Good Saturday morning to you! This morning during my Bible time, my English version of choice was one you've probably never heard of.
|I hate it when people open a book on its spine, don't you?
Kenneth Wuest taught Greek at Moody Bible Institute until his death in 1962. His book The New Testament: An Expanded Translation seeks to bring out the richness and force of the original text. He claimed it was neither a paraphrase nor an interpretation but he was probably wrong on both counts. Nevertheless, I hope you will consider using it to supplement whatever Bible version you currently use for Bible study.
This morning's passage was John 15, where Jesus tells us he is the true vine.

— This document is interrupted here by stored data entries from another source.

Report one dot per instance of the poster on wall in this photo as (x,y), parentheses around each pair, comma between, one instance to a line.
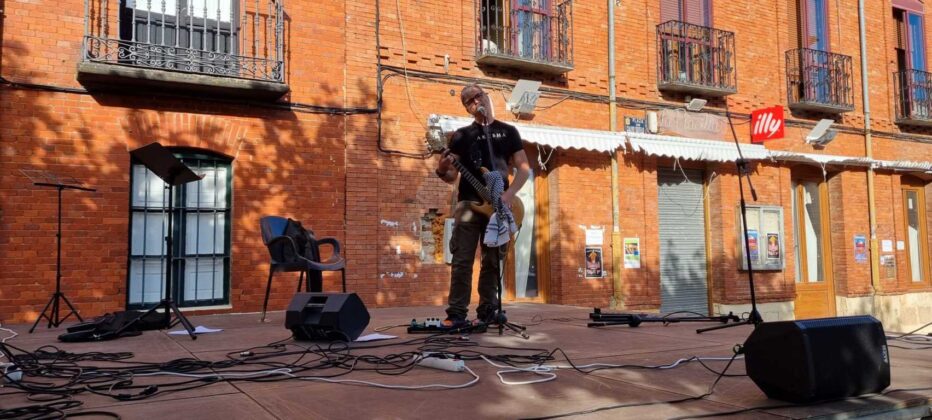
(860,248)
(754,245)
(632,253)
(594,262)
(773,246)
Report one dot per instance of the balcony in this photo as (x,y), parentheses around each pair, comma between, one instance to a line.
(693,59)
(530,35)
(219,47)
(819,81)
(913,95)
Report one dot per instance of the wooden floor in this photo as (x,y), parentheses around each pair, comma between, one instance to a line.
(550,327)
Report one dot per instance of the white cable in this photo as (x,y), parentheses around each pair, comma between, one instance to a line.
(549,371)
(273,372)
(287,372)
(407,387)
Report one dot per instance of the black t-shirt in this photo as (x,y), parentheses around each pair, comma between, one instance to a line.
(469,143)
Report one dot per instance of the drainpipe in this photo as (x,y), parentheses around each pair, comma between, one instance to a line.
(871,208)
(617,297)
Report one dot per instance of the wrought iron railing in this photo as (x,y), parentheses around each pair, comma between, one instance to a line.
(819,79)
(695,56)
(230,38)
(913,92)
(533,30)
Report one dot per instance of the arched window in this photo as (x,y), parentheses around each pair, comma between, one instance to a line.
(201,223)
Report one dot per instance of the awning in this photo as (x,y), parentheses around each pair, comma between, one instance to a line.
(821,160)
(693,149)
(551,136)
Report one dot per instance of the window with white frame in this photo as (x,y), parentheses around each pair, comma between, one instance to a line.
(201,237)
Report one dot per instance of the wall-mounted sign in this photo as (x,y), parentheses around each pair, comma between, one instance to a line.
(691,124)
(767,124)
(635,125)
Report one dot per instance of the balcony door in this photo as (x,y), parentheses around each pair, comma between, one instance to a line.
(815,289)
(911,63)
(188,35)
(816,64)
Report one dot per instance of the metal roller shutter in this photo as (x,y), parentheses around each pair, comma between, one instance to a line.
(683,282)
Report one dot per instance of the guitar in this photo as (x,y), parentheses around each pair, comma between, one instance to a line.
(436,144)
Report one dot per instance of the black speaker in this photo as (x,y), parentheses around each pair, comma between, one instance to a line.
(818,359)
(326,316)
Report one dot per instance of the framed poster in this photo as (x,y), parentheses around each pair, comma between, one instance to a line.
(765,238)
(594,262)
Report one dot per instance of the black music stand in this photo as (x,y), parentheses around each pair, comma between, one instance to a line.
(48,179)
(166,166)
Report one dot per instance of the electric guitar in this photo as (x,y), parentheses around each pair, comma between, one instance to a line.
(435,143)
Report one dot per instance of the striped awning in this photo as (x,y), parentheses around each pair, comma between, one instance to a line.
(693,149)
(551,136)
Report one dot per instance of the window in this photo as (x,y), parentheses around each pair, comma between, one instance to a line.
(916,234)
(201,223)
(696,12)
(204,30)
(523,28)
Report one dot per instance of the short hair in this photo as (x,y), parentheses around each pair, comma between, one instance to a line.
(468,88)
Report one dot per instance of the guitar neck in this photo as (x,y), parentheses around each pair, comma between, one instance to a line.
(480,187)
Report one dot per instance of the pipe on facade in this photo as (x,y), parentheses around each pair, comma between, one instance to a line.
(617,296)
(871,205)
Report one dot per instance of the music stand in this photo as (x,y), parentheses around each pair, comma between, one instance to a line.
(47,179)
(166,166)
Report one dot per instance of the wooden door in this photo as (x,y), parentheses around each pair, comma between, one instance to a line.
(815,286)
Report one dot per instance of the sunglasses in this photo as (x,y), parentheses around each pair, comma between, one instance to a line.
(472,99)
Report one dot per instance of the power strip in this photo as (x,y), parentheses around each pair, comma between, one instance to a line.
(11,373)
(432,361)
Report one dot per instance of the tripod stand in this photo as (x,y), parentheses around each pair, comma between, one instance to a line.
(54,302)
(500,318)
(741,163)
(166,166)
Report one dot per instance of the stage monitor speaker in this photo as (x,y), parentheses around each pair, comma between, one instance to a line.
(818,359)
(326,316)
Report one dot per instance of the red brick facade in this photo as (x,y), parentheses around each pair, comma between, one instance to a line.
(367,182)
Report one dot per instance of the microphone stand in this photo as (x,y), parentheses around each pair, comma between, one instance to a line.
(754,317)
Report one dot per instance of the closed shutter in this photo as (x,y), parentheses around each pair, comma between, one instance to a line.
(683,282)
(698,12)
(669,10)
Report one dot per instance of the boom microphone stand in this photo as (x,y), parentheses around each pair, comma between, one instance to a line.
(54,302)
(754,317)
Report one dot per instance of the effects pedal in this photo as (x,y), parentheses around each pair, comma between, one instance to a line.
(435,326)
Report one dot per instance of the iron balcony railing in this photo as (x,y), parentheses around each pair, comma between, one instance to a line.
(229,38)
(695,59)
(526,33)
(913,91)
(819,81)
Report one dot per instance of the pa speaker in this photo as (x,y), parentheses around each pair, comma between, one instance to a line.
(818,359)
(326,316)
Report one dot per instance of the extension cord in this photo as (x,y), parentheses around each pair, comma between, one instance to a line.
(11,373)
(452,365)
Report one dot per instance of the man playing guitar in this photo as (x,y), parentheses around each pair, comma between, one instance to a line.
(470,147)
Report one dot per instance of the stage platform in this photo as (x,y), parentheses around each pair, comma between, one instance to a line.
(646,393)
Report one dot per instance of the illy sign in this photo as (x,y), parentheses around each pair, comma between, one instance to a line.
(767,124)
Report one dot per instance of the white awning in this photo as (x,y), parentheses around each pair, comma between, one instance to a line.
(551,136)
(693,149)
(821,160)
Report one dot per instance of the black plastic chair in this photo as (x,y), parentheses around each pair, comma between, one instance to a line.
(293,248)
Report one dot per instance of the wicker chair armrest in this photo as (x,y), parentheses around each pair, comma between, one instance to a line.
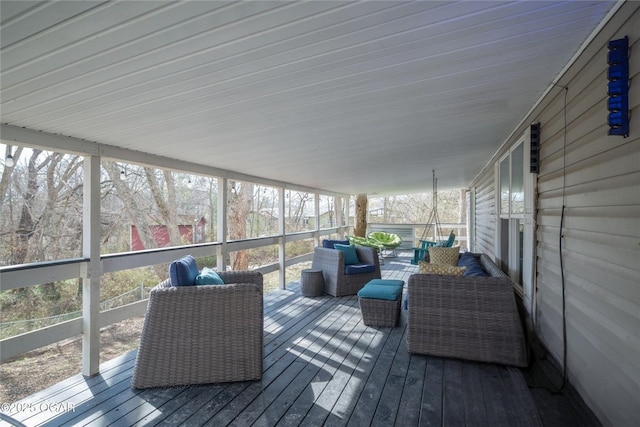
(368,256)
(244,276)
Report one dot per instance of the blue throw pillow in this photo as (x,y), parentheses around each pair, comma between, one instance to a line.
(183,272)
(208,276)
(328,243)
(474,268)
(350,254)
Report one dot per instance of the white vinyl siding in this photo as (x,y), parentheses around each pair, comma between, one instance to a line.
(597,178)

As someone who is thinking about planting a vineyard, I love the imagery used here. Here's how Wuest translates John 15:1:
I, in contradistinction to anyone else, am the vine, the genuine vine, and my Father is the tiller of the soil.
Wordy? Yep. Accurate? I'd say yes. Wuest is trying to bring out some of the nuances of the Greek text for non-Greek readers and he does a very fine job of it:
I, in contradistinction to anyone else = the Greek word egō.
the vine, the genuine vine = emphasis in Greek is sometimes accomplished by post-positioning the adjective, as we find here. A very nice touch.
the tiller of the soil = the Greek word used here is geōrgos (Eng.: George) and its etymology goes something like this: one who works (ōrgos) the land (ge). The term could just as well be translated "farmer" or (in this context) "gardener." Either way, the metaphor brings out the vital connection between Christ and believers.
Our Lord is not only our Savior. He is our Sustenance. There are those who claim to be under the blood who do not feed on the bread. Need we wonder why the church is so sick? May the word of God be our daily bread. May we stop thinking that the Spirit-filled life, the victorious life, is something irregular and occasional instead of the normal experience for those who abide in Christ.